In der aktuellen Berichtssaison jagt eine Hiobsbotschaft die nächste. Die meisten börsennotierten Unternehmen melden tiefrote Zahlen. Wohl noch nie in der modernen Wirtschaftsgeschichte kontrastierten diese Verlustmeldungen aus der Realwirtschaft derart krass mit gleichzeitig stabilen bis steigenden Kursen an den Börsen. Das Muster der Nachrichten ist meist dasselbe: Tiefrote Zahlen, aber Hoffnungsschimmer. Und das reicht den Anlegern offenbar, um die Kurse allenfalls nur leicht zu korrigieren, aber letztlich doch auf einem Niveau zu halten, das fast schon wieder den Höchstständen kurz vor dem Corona-Crash entspricht.
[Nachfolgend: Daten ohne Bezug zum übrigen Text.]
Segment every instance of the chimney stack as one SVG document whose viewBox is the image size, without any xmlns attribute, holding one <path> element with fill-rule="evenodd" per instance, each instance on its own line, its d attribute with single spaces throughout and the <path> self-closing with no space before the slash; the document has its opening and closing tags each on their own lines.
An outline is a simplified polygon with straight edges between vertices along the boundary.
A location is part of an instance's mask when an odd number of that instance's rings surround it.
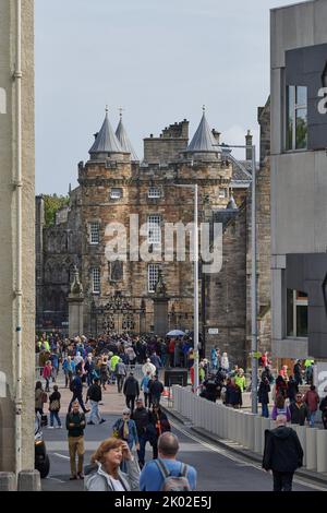
<svg viewBox="0 0 327 513">
<path fill-rule="evenodd" d="M 251 130 L 247 130 L 247 134 L 245 135 L 245 145 L 252 146 L 253 145 L 253 135 L 251 134 Z M 252 160 L 252 147 L 246 147 L 246 160 Z"/>
</svg>

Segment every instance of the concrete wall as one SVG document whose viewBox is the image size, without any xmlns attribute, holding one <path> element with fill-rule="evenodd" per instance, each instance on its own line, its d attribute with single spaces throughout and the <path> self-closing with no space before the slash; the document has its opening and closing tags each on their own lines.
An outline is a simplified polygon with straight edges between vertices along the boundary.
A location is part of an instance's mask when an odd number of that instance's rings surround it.
<svg viewBox="0 0 327 513">
<path fill-rule="evenodd" d="M 326 0 L 276 9 L 270 19 L 272 353 L 286 358 L 307 356 L 306 339 L 286 337 L 286 255 L 327 248 L 326 152 L 282 153 L 286 51 L 327 43 L 326 20 Z"/>
<path fill-rule="evenodd" d="M 22 2 L 23 105 L 23 468 L 34 467 L 34 1 Z M 0 0 L 0 88 L 7 114 L 0 114 L 0 371 L 5 397 L 0 397 L 0 470 L 15 470 L 15 2 Z M 32 365 L 27 365 L 31 362 Z M 3 394 L 4 395 L 4 394 Z"/>
</svg>

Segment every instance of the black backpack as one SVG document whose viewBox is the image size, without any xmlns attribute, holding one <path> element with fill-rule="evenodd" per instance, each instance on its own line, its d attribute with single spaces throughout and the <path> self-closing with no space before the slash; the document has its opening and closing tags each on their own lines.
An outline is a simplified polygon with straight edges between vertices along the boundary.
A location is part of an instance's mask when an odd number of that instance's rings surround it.
<svg viewBox="0 0 327 513">
<path fill-rule="evenodd" d="M 73 379 L 70 384 L 70 391 L 75 392 L 75 390 L 76 390 L 76 383 L 75 383 L 75 379 Z"/>
<path fill-rule="evenodd" d="M 182 463 L 179 476 L 172 476 L 161 460 L 155 460 L 162 477 L 164 482 L 160 491 L 192 491 L 190 481 L 186 477 L 189 466 Z"/>
</svg>

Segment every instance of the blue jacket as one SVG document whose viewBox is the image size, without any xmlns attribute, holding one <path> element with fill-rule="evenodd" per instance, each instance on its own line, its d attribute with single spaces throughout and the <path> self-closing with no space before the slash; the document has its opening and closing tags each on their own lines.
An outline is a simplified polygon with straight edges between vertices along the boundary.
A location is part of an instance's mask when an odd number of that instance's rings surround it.
<svg viewBox="0 0 327 513">
<path fill-rule="evenodd" d="M 172 476 L 179 476 L 182 463 L 177 460 L 162 460 L 167 469 Z M 186 477 L 189 479 L 192 490 L 196 487 L 196 470 L 191 465 L 187 465 Z M 140 476 L 140 490 L 141 491 L 160 491 L 164 485 L 164 477 L 155 461 L 147 462 L 143 467 Z"/>
<path fill-rule="evenodd" d="M 132 449 L 134 442 L 135 444 L 138 443 L 137 429 L 136 429 L 136 423 L 134 422 L 134 420 L 129 419 L 128 423 L 129 423 L 129 438 L 126 440 L 123 438 L 124 421 L 122 418 L 119 418 L 118 420 L 116 420 L 112 429 L 113 431 L 117 430 L 119 432 L 119 438 L 121 440 L 125 440 L 129 444 L 129 448 Z"/>
</svg>

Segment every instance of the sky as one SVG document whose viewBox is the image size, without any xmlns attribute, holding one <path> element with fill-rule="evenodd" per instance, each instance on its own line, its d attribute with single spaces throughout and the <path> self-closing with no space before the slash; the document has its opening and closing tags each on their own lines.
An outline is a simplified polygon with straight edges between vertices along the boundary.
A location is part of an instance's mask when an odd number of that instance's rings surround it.
<svg viewBox="0 0 327 513">
<path fill-rule="evenodd" d="M 106 105 L 143 139 L 206 106 L 229 144 L 258 144 L 269 95 L 269 9 L 288 0 L 35 0 L 36 193 L 77 186 Z M 243 158 L 244 154 L 234 153 Z"/>
</svg>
Jüngste Meldung: Der Bayer-Konzern hat das zweite Quartal 2020 mit einem Verlust von 9,5 Milliarden Euro abgeschlossen. Der Chemie- und Pharmakonzern hatte nicht nur unter den Corona-Maßnahmen zu leiden, sondern auch noch unter gewaltigen Kosten für einen Vergleich in mehreren Schadenersatzverfahren wegen des Unkrautvernichters Glyphosat und anderen Rechtsstreitigkeiten. Aber auch den Ausblick für das laufende operative Pharma- und Agrageschäft hat der Konzern gesenkt. Selbst angesichts solcher Katastrophenmeldungen ist der Finanzmarkt auch gegenüber Bayer noch einigermaßen milde gestimmt. Vor einem Jahr jedenfalls war die Bayer-Aktie noch weniger wert als heute.
Schon vor rund zwei Wochen, am 17. Juli hatte Daimler seine roten Quartalszahlen abgeliefert. Und war dafür nicht bestraft, sondern belohnt worden. Das Automarkt-Morgenrot aus China und die drastischen Sparankündigungen des neuen Vorstandschefs Ola Källenius übertrumpften am Kapitalmarkt offensichtlich die tiefroten Zahlen aus der Gewinn- und Verlustrechnung. „Es hätte schlimmer kommen können“, scheint die bevorzugte Reaktion der Märkte zu sein.
Ein ähnliches Bild nun auch beim Halbleiter-Konzern Infineon. Im abgelaufenen Quartal (bei Infineon ist es „Q3“, da das Geschäftsjahr schon im Herbst beginnt) meldet man einen „Konzernfehlbetrag“ – vulgo: Verlust – von 128 Millionen Euro und das bei sogar gestiegenen Umsatzerlösen. Dennoch verfängt auch hier der forcierte Optimismus der Anleger, der sogar den von Vorstandschef Reinhard Ploss zu toppen scheint. Während Ploss sich „vorsichtig optimistisch“ für das laufende Quartal zeigt, ist die Börse offenbar satt optimistisch und gönnt dem Unternehmen, das gerade rote Zahlen offenbarte, einen ordentlichen Kursgewinn, so dass die Infineon-Aktie wieder etwa dort steht, wo sie vor der Corona-Krise im März schon stand.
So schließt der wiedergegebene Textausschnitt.